La Terra brucia: ma quali partiti hanno davvero a cuore il clima?

Doppia crisi in Italia, mentre gli equilibri politici sono precari la Terra brucia e chiede aiuto: ma quali partiti hanno davvero a cuore il clima? I programmi elettorali a confronto

C’è una crisi a cui stiamo andando incontro totalmente impreparati: quella climatica. La Terra brucia e le risorse sono sempre più scarse ma, in vista delle prossime elezioni, quali sono i partiti che hanno davvero a cuore la questione? Ma soprattutto, quali sono le proposte (e le soluzioni) per far fronte all’emergenza?

Emergenza Clima e elezioni 2022, qualcuno parla di ambiente nei propri programmi elettorali?

Come hanno intenzione di comportarsi i politici nei confronti del cambiamento climatico? Per ora gli slogan più ripetuti, probabilmente perché fanno più presa sull’elettore medio, sono quelli relativi al taglio delle tasse, l’aumento delle pensioni e l’introduzione di nuovi bonus e sostegni per imprenditori, famiglie e redditi bassi.

Sebbene le emergenze ambientali continuino ad affollare le prime pagine dei giornali (online e cartacei), il clima – dobbiamo ammetterlo – continua ad essere un argomento poco popolare, ad oggi. C’è persino chi sminuisce l’attuale aumento delle temperature. Afa e caldo in estate non sono novità, dicono, perché è già successo in passato.

Il problema, però, è che questa non sarà l’estate più calda di sempre, perché in prospettiva è probabile che sarà quella più fresca. Le temperature record che stiamo registrando quest’anno sono destinate sempre di più a crescere, arrecando gravi danni all’ambiente e all’uomo, soprattutto una volta raggiunto il cd. “limite di collasso” (sì, perché di caldo “si muore” veramente, e ve lo abbiamo spiegato meglio qui).

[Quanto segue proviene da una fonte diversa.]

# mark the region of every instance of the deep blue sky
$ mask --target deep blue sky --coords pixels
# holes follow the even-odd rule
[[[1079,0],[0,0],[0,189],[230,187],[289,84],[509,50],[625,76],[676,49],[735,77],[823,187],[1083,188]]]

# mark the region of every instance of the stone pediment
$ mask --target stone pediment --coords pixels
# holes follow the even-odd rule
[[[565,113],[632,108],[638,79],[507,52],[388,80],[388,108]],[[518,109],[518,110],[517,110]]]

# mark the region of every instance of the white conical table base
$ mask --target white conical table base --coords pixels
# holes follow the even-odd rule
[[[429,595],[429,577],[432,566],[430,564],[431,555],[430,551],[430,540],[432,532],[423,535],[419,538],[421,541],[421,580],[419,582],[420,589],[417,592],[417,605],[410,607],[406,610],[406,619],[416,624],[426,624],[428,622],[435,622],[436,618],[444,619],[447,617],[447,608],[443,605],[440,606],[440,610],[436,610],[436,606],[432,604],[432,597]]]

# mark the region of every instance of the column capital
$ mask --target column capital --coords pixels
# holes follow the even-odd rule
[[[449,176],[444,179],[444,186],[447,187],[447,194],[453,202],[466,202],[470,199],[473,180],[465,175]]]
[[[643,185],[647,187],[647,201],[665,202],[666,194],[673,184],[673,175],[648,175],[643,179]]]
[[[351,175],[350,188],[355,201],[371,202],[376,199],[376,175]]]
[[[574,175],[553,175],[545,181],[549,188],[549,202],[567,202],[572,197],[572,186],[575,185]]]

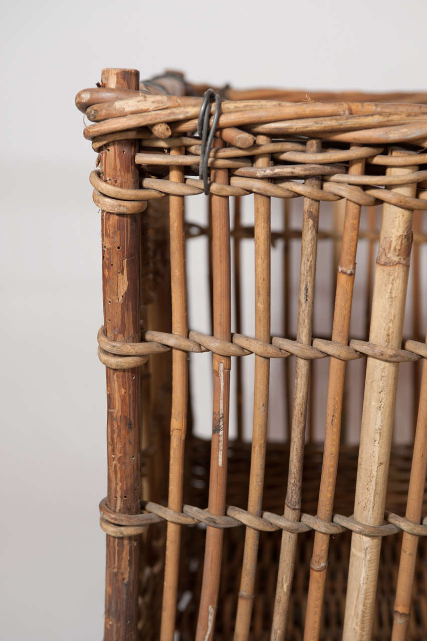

Prima di scegliere chi votare alle prossime elezioni, dunque, sarebbe meglio prendersi qualche minuto per valutare come il partito a cui abbiamo scelto di dare la nostra fiducia ha intenzione di affrontare questa emergenza. Tra i maggiori partiti italiani, qualcuno ha inserito la tutela dell’ambiente e politiche sostenibili nel proprio programma elettorale?

Forza Italia ci prova, ma non è abbastanza: Berlusconi promette alberi ma manca già l’obiettivo

Forza Italia non ha ancora un programma elettorale ufficiale, ma gli impegni che il partito intende prendersi con le prossime elezioni sono stati già annunciati dal leader Silvio Berlusconi.

“Proprio in questi giorni stavo finendo di preparare il programma di Forza Italia e del centro-destra in vista delle elezioni del 2023. Ora naturalmente il programma diventa di stretta attualità perché dobbiamo depositarlo al Viminale entro il 12 agosto. Il nostro è un programma semplice, sono 8 punti fondamentali per far ripartire l’Italia e per alleviare le difficoltà e le sofferenze degli italiani”, ha dichiarato lo stesso in un’intervista al Tg5.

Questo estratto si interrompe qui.